The Deactivate button retains the Synonyms dataset in the system but makes them unavailable to users. The Remove button deletes the dataset entirely from the database.

If the counting process was interrupted (for example, by the server being patched and restarted) the system should be able to recover from where it left off and complete the counts, but it must be restarted manually be pressing the the Resume button which will be displayed when an interrupted process is detected. The counting process can also be stopped manually by pressing the Stop button. When counts have been stopped before completion, the Synonyms will be available but without counts.

There are several things displayed in the table that may be useful. Some of these are described below:

Synonym Dataset Statistics

A few statistics are reported that can be helpful to understand how valuable the dataset might be for users. Some of these statistics will not be available until counting has completed for the entire dataset.

Rows/Terms: Rows are the total number of rows in the dataset. Terms are the number of distinct terms in the dataset, since a term can appear in more than one row if it is "mapped" to multiple different terms.
Rows/Terms w/ count > 0: This lists the number of Rows/Terms in the Synonyms dataset that appear in at least 1 document across the entire document index.

Synonym Dataset Statuses

A dataset can have several statuses, described below:

Deactivated: The dataset has been successfully loaded, but it is not available to users. Users will not even be aware that it is in the system.
Activated without Counts: XX% completed: The counting for the frequency for the dataset has begun, but it is not complete. After counting has begun (by pressing the Activate button) the dataset will be available to users, but counts will not be available until the counts are complete for the entire dataset.
Counting is stopped: Counting is no longer occurring, either because it was interrupted by a problem with the system (such as a server restart) or because it was manually stopped by the Administrator. Counting can be restarted by pressing the Resume button.
Activated with Counts: The synonym dataset is available to all users, along with the document counts.
Enqueued: Only one synonym dataset can be counted at a time, so if multiple datases are activated in quick succession, some will be in the queue (enqueued) while waiting for counting to begin.

Figure 3. The Synonym Datasets table on the Administrator app. In this screen several datasets have already been uploaded and are Activated with the term counting completed (Status: "Activated with Counts"). Others are in various stages of counting or availability to users, described by their Status.

The Fields Tab

The fields tab in the admin interface tells EMERSE how to interpret and use the fields in Solr.

fields sidebar

On the left hand side of the fields tab, you will see groups of fields. The first two groups are labelled "Patient Fields" and "Document Fields". The former describes the fields of the patients index. This is a fixed set of fields, with fixed field names in Solr. The latter is a group of fields that describe the documents index.

Below that, you may see additional groups. These are groups of fields that are specific to a source. There will be one group for each source configured in the system. Sources will be covered more later.

Whenever multiple fields are displayed in the same section, such as columns or rows of a table, the order of those columns or rows are ordered as they appear top-down in the sidebar shown here. To change that order, drag the fields by their triple dots on the right hand side. Fields cannot be dragged outside their group. A document field can be moved to a source-specific group or vice versa by changing the "source" of that field when editing it. (This will be discussed more below.)

To add a new field to a group, click the plus icon to the right of the group heading. You cannot add new patient fields.

Removing a field can be done in the edit page for the field. You cannot remove patient fields.

Solr Documents, Fields, Values, and Filters

To understand fields, their values, and filters on their values, a brief discussion of Solr, indexes, and the structure of documents is useful.

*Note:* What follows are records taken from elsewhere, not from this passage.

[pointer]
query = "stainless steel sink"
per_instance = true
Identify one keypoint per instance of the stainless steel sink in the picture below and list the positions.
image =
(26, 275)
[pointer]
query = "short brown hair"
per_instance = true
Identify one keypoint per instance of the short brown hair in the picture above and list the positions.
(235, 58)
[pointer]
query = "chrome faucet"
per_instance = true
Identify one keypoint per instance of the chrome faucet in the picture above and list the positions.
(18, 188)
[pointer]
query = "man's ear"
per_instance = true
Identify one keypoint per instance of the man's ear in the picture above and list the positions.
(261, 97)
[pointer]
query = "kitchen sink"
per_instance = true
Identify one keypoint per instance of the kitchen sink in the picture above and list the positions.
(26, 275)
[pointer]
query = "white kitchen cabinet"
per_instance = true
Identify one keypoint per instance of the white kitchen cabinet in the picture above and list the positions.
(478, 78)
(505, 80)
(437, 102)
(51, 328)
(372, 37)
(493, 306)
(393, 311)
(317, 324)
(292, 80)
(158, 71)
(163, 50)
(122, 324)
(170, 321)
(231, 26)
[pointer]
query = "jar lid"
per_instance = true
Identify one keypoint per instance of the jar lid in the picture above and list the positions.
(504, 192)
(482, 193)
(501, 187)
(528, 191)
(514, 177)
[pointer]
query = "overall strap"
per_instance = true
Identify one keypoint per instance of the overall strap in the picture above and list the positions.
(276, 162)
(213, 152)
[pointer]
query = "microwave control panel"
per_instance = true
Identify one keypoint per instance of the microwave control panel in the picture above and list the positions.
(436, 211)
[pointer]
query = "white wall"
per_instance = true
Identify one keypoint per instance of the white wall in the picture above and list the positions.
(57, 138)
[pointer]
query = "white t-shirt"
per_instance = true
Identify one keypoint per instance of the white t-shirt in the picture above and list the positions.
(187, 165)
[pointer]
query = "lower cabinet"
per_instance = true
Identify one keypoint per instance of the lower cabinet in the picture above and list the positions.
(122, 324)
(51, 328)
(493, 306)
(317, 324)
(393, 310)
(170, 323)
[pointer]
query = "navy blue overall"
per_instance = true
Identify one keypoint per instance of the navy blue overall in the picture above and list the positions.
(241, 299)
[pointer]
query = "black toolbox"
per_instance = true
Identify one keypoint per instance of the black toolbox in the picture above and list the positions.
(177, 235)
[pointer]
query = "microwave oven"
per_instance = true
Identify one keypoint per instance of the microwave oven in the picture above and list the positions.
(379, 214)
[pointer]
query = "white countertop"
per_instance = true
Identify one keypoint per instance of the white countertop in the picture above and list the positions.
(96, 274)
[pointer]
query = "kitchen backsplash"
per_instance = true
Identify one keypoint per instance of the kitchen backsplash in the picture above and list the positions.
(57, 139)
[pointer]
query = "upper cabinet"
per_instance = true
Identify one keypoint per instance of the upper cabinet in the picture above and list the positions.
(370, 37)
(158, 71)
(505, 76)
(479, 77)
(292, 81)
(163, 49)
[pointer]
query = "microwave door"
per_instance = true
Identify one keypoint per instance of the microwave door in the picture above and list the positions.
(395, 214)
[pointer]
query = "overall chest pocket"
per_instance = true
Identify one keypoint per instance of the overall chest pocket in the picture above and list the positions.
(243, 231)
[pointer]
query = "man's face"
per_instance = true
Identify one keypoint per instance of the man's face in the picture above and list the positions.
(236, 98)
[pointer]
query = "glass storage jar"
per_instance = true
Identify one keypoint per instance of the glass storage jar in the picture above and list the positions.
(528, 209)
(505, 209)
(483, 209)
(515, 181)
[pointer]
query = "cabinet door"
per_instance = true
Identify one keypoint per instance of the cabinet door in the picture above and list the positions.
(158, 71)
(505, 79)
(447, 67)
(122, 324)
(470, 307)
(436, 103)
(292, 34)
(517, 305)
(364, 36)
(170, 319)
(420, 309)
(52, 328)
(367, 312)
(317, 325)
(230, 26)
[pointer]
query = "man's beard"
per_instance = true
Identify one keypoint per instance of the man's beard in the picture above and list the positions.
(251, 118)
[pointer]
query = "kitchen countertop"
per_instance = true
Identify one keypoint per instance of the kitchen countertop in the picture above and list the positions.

An index in Solr is a collection of documents which have been indexed, meaning you can find the document given the values they are indexed under. A more familiar example of an index in general would be the index of a textbook, which indexes the pages of the textbook by words, phrases, or concepts. Thus, you look up a concept like "mesoscale convective vortex" in the index of a meteorology textbook, and it tells you the pages that talk about that concept. Solr is similar, but instead of indexing the pages of a single book, we index documents of the institution-wide health record. Thus, the index tells us the document(s) in which a word or phrase appears.

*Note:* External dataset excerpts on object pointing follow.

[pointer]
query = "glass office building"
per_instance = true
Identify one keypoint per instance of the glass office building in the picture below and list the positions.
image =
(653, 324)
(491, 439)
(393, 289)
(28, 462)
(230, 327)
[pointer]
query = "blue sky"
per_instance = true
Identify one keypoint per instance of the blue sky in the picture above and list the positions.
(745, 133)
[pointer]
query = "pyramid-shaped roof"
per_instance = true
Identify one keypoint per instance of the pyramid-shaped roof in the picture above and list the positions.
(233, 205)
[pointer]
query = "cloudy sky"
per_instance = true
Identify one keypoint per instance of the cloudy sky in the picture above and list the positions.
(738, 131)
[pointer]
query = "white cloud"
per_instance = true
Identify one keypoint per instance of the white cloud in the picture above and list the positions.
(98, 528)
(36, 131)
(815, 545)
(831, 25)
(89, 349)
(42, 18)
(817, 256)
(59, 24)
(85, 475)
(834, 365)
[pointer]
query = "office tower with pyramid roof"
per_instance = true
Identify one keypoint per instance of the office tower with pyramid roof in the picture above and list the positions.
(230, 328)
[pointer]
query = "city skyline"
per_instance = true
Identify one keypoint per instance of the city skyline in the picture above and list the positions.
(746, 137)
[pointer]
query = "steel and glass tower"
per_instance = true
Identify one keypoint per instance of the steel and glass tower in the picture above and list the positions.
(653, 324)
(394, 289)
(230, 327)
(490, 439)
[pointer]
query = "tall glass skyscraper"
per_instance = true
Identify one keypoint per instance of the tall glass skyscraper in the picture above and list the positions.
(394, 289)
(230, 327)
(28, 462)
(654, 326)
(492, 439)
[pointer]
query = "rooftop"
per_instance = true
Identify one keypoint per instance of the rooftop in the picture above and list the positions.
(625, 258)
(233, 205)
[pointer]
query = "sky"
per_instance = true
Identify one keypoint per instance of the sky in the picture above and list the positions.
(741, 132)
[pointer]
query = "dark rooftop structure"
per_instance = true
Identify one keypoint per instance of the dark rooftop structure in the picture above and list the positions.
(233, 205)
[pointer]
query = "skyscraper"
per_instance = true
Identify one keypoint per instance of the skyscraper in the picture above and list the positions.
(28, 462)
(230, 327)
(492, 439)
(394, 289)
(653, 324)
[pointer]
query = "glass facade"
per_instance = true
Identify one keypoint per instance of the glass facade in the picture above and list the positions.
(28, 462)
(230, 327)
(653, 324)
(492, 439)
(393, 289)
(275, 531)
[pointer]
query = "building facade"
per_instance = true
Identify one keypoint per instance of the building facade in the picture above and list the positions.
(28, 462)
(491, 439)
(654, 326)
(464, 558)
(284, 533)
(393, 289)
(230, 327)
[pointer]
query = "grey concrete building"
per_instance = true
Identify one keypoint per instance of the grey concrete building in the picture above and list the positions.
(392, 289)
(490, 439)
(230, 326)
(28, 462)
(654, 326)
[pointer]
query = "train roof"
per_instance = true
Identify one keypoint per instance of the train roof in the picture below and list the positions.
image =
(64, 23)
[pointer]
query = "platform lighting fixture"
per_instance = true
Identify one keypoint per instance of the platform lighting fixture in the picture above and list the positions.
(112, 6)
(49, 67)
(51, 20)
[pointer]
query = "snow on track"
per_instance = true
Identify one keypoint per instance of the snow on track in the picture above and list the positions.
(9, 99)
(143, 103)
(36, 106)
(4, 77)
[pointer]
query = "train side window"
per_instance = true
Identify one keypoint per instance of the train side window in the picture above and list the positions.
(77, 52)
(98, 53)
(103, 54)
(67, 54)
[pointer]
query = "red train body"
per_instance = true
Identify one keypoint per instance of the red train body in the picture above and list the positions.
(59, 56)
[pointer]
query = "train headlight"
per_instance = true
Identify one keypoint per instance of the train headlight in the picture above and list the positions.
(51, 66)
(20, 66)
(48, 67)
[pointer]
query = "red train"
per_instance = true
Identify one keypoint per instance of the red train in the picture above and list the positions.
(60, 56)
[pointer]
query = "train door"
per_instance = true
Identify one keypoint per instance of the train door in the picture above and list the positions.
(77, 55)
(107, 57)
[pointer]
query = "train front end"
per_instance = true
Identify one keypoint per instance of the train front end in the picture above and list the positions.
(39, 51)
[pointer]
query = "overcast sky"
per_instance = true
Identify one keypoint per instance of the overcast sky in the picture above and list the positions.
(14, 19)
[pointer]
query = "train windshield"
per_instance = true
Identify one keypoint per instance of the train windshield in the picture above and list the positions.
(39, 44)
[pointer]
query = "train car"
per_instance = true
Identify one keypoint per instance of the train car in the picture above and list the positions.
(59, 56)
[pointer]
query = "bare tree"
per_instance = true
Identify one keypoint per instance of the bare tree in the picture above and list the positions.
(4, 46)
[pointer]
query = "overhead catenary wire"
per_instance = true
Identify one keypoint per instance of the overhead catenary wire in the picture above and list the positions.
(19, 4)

Solr documents differ from pages of a book in one important way: Solr documents are not just a block of text, but a block of text with metadata. Metadata associated with the document can be anything you wish to load with the document, but typically includes things like the department that produced the document, the clinician that wrote the note, etc. Each piece of metadata is placed in a different "field" alongside the main text of the document. In fact, the main text of the document is contained in just another field, so the representation of a document is uniform, and could include many large chunks of free text (but EMERSE does not do so).

Look at the below screenshot of Solr, which shows a document in JSON format:

fields solr doc

Here, we can see a number of fields written in bold text, such as DEPT or CLINICIAN, and their values Urology and Harper, Bradley. These are what we would call metadata fields, and RPT_TEXT can be seen to have a html-formatted value which runs off the page — this is the main text of the document.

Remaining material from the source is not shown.